In each of the cases below, assume that Division X has a product that can be sold either to outside customers or to Division Y of the same company for use in its production process. The managers of the divisions are evaluated based on their divisional profits:
Case | ||
A | B | |
Division X: | ||
Capacity in units | 100,000 | 100,000 |
Number of units being sold to outside customers | 100,000 | 80,000 |
Selling price per unit to outside customers | $50 | $35 |
Variable costs per unit | $30 | $20 |
Fixed costs per unit (based on capacity) | $8 | $6 |
Division Y: | ||
Number of units needed for production | 20,000 | 20,000 |
Purchase price per unit now being paid to an outside supplier | $47 | $34 |
Required:
1-a. Refer to the data in case A above. Assume that $2 per unit in variable selling costs can be avoided on intracompany sales. Determine the transfer price of the selling division.

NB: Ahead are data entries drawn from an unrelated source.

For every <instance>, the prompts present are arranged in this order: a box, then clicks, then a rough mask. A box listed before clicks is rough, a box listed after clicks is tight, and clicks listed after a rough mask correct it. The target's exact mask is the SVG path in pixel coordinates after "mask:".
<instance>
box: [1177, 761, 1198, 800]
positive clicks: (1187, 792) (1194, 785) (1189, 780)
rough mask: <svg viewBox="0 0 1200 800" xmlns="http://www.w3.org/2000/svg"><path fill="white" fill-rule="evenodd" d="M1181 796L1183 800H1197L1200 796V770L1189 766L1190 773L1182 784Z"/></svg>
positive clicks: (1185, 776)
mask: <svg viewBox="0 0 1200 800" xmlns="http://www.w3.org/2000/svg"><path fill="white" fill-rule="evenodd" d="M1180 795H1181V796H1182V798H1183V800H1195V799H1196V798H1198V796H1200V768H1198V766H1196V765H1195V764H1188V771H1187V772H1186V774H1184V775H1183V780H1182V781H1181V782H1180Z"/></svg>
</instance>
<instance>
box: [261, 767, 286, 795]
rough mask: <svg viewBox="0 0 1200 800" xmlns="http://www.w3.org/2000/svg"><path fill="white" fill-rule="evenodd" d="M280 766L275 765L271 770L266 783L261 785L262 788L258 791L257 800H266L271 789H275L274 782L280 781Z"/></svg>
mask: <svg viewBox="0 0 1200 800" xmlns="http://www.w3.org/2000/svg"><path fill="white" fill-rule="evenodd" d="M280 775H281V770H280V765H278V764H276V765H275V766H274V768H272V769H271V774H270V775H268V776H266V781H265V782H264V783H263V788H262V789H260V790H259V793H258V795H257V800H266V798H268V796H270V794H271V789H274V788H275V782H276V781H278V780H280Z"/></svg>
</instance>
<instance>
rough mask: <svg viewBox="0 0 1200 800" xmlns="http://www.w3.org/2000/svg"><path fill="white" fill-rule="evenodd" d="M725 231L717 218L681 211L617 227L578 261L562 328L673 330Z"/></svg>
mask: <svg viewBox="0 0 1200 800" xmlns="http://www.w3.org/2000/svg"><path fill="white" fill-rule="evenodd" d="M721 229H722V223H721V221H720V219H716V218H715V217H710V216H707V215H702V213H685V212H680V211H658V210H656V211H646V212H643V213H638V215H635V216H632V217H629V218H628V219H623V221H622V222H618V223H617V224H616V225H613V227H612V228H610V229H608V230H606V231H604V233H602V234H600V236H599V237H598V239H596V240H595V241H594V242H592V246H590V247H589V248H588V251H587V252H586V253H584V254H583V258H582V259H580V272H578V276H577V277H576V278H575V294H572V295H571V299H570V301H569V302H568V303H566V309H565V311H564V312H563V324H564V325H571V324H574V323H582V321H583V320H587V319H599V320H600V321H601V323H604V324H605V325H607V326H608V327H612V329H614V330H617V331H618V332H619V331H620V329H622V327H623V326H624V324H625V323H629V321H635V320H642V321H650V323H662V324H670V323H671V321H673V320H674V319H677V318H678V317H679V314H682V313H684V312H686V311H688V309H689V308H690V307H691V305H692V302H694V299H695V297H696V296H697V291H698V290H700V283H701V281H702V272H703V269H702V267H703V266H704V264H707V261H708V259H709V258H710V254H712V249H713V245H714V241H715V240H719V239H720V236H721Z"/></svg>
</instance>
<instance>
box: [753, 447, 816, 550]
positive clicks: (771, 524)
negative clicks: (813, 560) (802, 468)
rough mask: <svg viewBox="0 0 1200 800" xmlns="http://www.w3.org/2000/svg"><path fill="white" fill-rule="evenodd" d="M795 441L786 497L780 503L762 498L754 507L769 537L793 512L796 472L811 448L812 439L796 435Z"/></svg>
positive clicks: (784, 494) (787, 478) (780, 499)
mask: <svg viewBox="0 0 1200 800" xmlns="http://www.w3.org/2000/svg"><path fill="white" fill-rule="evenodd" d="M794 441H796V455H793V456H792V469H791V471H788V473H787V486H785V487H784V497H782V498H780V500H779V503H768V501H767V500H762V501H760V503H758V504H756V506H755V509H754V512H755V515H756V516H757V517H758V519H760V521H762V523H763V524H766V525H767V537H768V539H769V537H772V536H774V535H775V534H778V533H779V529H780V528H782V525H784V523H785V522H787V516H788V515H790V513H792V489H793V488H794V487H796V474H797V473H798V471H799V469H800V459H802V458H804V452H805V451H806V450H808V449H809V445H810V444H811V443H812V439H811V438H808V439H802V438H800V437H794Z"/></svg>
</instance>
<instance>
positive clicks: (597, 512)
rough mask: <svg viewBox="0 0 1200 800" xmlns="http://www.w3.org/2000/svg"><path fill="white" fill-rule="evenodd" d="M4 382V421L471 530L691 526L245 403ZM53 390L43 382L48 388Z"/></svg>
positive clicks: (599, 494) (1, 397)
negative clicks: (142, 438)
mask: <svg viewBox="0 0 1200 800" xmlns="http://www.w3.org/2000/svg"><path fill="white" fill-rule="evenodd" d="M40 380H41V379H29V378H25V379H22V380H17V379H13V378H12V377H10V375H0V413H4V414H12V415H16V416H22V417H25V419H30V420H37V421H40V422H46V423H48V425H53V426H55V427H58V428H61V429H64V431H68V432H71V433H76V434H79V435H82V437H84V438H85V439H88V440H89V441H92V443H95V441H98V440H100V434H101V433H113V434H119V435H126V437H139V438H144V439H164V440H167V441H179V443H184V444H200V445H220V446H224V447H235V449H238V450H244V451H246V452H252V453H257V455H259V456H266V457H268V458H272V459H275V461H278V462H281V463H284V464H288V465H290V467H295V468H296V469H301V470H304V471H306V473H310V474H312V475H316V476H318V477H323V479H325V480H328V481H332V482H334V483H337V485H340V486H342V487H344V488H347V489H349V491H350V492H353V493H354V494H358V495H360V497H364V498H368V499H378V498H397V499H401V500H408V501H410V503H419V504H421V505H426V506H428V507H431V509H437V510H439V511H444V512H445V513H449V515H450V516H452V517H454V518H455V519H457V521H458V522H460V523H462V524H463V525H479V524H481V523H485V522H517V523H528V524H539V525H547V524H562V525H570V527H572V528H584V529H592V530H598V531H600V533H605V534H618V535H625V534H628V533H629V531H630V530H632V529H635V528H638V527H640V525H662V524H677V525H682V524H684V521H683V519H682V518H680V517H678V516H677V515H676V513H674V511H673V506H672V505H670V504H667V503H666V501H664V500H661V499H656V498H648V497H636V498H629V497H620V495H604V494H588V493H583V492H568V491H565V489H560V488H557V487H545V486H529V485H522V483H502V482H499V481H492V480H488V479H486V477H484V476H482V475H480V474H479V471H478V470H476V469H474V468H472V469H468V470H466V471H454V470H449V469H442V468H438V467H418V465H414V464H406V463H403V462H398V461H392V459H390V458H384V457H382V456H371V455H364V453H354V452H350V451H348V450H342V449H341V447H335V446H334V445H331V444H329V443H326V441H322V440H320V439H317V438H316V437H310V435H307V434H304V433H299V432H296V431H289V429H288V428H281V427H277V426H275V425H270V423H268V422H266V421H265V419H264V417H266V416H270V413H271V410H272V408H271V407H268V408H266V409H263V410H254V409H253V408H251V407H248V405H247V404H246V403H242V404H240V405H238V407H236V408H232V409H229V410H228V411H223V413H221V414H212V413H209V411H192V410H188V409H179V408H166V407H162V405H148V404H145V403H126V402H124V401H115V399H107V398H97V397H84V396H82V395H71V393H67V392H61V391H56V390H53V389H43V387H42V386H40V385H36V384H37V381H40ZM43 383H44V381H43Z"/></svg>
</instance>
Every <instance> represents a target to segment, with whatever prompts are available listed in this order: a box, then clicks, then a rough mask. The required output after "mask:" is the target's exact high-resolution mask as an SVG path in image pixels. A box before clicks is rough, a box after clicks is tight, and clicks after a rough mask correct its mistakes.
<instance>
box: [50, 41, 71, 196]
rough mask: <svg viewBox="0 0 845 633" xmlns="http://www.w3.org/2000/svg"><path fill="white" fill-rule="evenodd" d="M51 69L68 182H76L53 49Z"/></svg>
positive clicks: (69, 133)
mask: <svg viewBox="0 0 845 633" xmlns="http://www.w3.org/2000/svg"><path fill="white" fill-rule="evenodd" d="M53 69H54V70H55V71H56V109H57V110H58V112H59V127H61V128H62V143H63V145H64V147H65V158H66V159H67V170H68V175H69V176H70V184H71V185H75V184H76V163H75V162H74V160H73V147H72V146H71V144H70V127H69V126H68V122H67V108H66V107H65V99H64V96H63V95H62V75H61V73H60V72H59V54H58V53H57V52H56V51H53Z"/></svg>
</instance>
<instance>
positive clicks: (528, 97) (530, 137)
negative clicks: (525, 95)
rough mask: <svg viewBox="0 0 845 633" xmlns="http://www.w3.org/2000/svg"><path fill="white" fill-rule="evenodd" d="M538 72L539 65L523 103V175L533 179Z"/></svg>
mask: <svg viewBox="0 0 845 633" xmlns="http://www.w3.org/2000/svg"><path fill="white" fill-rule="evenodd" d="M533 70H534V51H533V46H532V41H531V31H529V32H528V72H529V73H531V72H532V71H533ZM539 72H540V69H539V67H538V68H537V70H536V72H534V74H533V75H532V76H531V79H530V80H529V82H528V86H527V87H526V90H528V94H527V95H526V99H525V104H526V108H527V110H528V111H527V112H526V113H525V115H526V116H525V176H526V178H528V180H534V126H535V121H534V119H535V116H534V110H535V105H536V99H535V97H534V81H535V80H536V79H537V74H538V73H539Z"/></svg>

1-b. If the managers are free to negotiate and make decisions on their own, will a transfer take place?
multiple choice 1
-
Yes
-
No
2-a. Refer to the data in case B above. In this case there will be no reduction in variable selling costs on intracompany sales. Determine the transfer price of the selling division.
2-b. If the managers are free to negotiate and make decisions on their own, will a transfer take place?
multiple choice 2
-
Yes
-
No
2-c. What is the range of transfer price the managers of both divisions should agree?